Miranda doubted this was true but appreciated the lie.

“Gotta go check on the Rawlings’ place. I’ll swing by.”

“Thank you, Dix. Thank you so much.”

Miranda and her mother sat side by side on the sofa, in silence, listening to the storm. It sounded like a madman trying to break into the house. Her mother sipped. Miranda fidgeted, picking at a hangnail. She imagined her father glaring at the offending tree, as if his stare alone could bring it into compliance. She hoped he’d just gone out to the workshop. He had a lounge chair out there. A few books and magazines. A bottle of bourbon. Sometimes he used the excuse of some sort of an outdoors project to get out of the house and went there instead. Miranda was afraid to go look, to check up on him. That would make him mad. So she and her mother waited for Dix to come and fix things. That was what he did. That was what they, and many others, counted on him for.

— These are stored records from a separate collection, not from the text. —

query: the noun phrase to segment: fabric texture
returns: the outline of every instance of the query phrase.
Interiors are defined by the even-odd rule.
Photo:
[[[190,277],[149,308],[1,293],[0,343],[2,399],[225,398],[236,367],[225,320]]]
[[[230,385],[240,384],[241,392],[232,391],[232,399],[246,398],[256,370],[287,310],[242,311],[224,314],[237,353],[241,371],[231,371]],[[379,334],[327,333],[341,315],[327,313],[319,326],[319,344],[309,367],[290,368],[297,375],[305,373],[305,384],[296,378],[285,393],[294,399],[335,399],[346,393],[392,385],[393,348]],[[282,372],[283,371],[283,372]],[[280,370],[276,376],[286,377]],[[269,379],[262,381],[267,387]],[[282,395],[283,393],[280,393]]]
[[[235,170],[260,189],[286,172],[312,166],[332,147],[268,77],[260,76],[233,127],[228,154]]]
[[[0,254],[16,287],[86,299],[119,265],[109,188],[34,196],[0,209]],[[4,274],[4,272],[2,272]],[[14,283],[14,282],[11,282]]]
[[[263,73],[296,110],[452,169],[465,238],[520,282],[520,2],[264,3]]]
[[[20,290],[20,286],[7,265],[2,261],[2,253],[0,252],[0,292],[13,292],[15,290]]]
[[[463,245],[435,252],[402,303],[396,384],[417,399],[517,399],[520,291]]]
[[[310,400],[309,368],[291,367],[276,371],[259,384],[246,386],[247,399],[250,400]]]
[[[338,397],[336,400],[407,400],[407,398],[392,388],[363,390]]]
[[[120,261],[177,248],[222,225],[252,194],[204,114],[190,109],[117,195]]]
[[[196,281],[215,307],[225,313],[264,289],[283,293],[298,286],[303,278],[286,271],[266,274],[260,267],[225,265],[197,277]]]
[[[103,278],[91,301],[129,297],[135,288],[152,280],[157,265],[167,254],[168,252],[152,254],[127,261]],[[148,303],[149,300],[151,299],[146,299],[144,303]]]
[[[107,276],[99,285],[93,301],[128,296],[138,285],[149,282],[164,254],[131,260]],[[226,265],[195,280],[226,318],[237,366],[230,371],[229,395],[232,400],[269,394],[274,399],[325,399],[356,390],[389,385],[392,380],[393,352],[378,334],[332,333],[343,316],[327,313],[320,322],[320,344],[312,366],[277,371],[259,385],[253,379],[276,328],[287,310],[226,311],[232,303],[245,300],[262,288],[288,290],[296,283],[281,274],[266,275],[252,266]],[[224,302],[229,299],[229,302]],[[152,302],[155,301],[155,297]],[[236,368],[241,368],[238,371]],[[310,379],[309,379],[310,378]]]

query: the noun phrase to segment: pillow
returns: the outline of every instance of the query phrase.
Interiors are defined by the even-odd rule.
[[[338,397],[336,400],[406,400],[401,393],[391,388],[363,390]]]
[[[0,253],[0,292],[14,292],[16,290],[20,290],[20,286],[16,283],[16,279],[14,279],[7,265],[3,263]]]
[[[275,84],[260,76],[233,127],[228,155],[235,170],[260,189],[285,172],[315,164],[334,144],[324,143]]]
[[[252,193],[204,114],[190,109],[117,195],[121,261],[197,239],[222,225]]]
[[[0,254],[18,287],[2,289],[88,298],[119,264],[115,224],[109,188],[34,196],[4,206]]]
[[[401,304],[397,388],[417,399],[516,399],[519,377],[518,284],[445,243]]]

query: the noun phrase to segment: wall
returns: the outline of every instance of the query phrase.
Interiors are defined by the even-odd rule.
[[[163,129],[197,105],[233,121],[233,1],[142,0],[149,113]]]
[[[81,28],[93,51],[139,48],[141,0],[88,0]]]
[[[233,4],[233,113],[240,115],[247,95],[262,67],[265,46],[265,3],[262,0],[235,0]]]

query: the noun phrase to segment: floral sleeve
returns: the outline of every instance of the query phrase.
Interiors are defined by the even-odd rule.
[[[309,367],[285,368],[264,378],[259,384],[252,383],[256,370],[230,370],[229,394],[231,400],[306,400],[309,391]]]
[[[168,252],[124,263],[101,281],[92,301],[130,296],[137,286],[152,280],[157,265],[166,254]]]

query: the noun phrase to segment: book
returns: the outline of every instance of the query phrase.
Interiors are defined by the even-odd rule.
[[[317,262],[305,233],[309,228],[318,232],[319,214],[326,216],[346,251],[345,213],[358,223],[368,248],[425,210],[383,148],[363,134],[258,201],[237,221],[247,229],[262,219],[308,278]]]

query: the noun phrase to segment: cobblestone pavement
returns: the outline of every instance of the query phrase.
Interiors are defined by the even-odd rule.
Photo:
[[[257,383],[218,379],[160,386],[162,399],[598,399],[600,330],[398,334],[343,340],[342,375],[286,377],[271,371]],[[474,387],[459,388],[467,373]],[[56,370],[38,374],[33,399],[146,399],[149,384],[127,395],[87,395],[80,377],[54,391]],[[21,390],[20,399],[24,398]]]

The gusts and slaps of wind were punctuated by cracks of thunder and flashes of lightning. The distance between light and sound shortened. Miranda counted the seconds. She got to three and then, thankfully, the interval began to lengthen again. There was a lull in the nerve-racking noise. Miranda held her breath. A new sound began. A low moan at first, it rose into a violent crescendo of pops and tears, which ended with a shuddering crash that shook the ground beneath the house. This was followed by a vacuum of silence. The sounds of the storm filtered in again, much more distant, the gaps between thunder and lightning greater and greater as the chaos moved away.